Lightweight Type Anchors (LWT)
The most common anchor of this class, for smaller vessels, is the "lightweight anchor" (LWT). This anchor is easily recognizable due to the large pivoting fluke areas and the stock being mounted at the crown of the anchor. The most famous of the LWT anchor designs is of course the "Danforth." The "Danforth" name has become synonymous with all lightweight style anchors. So much so, that this entire class of anchors is often referred to as Danforth's regardless of the manufacturer.
The idea behind the Lightweight design was to provide an anchor with good holding characteristics in a small and relatively light weight package that was easy to store aboard a vessel. Richard S. Danforth met this challenge and first tested his original design in 1940.
The design intent was to provide a large fluke surface area relative to the anchor’s weight when compared to other types of anchors. This characteristic of the LWT style anchor provided, when properly set, extremely high holding forces; often to the point where components of the ground tackle system may fail before the anchor drags or breaks out.
The lightweight’s performance, like most modern day anchors, is solely dependent on its ability to dig into the bottom and remain there. During the manufacturing process the fluke angle is critical to provide the best chance for bottom penetration. For your typical sand bottom, that has been found to be ≈32°.

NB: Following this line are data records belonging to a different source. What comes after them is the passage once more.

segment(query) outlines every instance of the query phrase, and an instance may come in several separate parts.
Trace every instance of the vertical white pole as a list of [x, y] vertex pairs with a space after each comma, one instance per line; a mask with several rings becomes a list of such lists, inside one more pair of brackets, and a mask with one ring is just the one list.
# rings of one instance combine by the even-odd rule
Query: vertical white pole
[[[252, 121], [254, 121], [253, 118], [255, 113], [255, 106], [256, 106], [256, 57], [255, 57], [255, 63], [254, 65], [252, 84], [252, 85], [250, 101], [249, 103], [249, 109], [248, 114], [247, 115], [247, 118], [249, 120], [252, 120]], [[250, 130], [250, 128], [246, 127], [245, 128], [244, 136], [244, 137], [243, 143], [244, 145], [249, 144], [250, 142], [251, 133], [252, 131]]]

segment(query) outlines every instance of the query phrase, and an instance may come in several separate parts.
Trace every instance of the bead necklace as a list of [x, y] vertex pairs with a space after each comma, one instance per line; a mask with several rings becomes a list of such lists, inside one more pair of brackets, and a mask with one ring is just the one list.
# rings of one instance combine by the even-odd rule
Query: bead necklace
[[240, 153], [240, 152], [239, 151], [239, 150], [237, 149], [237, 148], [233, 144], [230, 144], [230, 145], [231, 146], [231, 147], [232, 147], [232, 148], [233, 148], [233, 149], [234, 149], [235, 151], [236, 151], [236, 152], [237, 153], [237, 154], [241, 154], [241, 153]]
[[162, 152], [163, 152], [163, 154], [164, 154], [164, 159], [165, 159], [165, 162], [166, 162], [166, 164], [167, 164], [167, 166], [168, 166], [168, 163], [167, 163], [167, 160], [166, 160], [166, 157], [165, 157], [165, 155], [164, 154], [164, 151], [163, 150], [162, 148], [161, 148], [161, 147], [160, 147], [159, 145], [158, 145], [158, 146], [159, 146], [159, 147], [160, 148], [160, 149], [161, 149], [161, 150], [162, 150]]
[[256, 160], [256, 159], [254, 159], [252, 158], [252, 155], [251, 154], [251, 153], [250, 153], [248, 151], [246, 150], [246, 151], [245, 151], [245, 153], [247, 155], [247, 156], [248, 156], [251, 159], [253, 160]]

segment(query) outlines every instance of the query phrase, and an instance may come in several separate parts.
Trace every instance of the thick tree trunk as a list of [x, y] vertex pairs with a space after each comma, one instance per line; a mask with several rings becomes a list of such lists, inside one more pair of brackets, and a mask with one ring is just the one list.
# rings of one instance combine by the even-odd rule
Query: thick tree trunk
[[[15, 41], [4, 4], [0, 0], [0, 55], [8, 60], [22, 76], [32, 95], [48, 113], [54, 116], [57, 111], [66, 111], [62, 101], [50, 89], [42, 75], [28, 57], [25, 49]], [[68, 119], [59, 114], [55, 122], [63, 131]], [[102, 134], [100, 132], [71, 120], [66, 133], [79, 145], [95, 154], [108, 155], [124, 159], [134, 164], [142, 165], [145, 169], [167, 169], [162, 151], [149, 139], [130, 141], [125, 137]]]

As a testament to this design, since the original patent expired, it has been copied and manufactured by hundreds of companies worldwide in varying degrees of quality.
The Major Players
"Danforth Anchors" The original, now manufactured by Tie Down Engineering, are well regarded in their ability to provide high holding power in your typical sand or mud bottom. In other bottoms such as grass or kelp, rocks, very hard sand, and clay bottoms they are generally regarded as poor performers due to their inability to set quickly, if at all. The use of Hi-Tensile steel in some models, has also provided additional strength in the critical fluke and shank areas.
"Fortress Anchors" have taken the LWT anchor design to the next level. While the Fortress Anchor is almost indistinguishable from the original Danforth to the untrained eye, Fortress Marine has made a number of significant improvements. The Fortress’ fluke angle can be adjusted to match varying bottom conditions, the tripping palms can be modified to assist in setting, and its construction from aluminum-magnesium alloy offers even greater weight savings without sacrificing strength. The Fortress can also be easily disassembled for easy storage if being carried as a second or storm anchor.
The Pro’s and Con’s
- The "LWT Style" anchor is excellent in normal sand or mud bottoms.
- It is light in weight.
- Inexpensive in relation to other designs.
- Very limited ability to set and hold in rock, grass, hard sand, gravel, or clay bottoms.
- Does not reset quickly and easily in wind or current shifts.
While all anchors will break out given the right conditions, such as during large wind veers or during tidal current changes, the Lightweight is no exception.
Another issue of the LWT anchor is when the vessel overrides a partially buried anchor,the anchor line or chain may foul on the exposed stock preventing the anchor from resetting until cleared.
The Danforth Anchor is available in galvanized steel or galvanized high tensile steel. It is available in sizes from 3.5 pounds (1.6 kg) to 190 pounds (86 kg).
The Fortress Anchor is produced in aluminum alloy only. It is available in sizes from 4 pounds (1.8 kg) to 69 pounds (31.3 kg).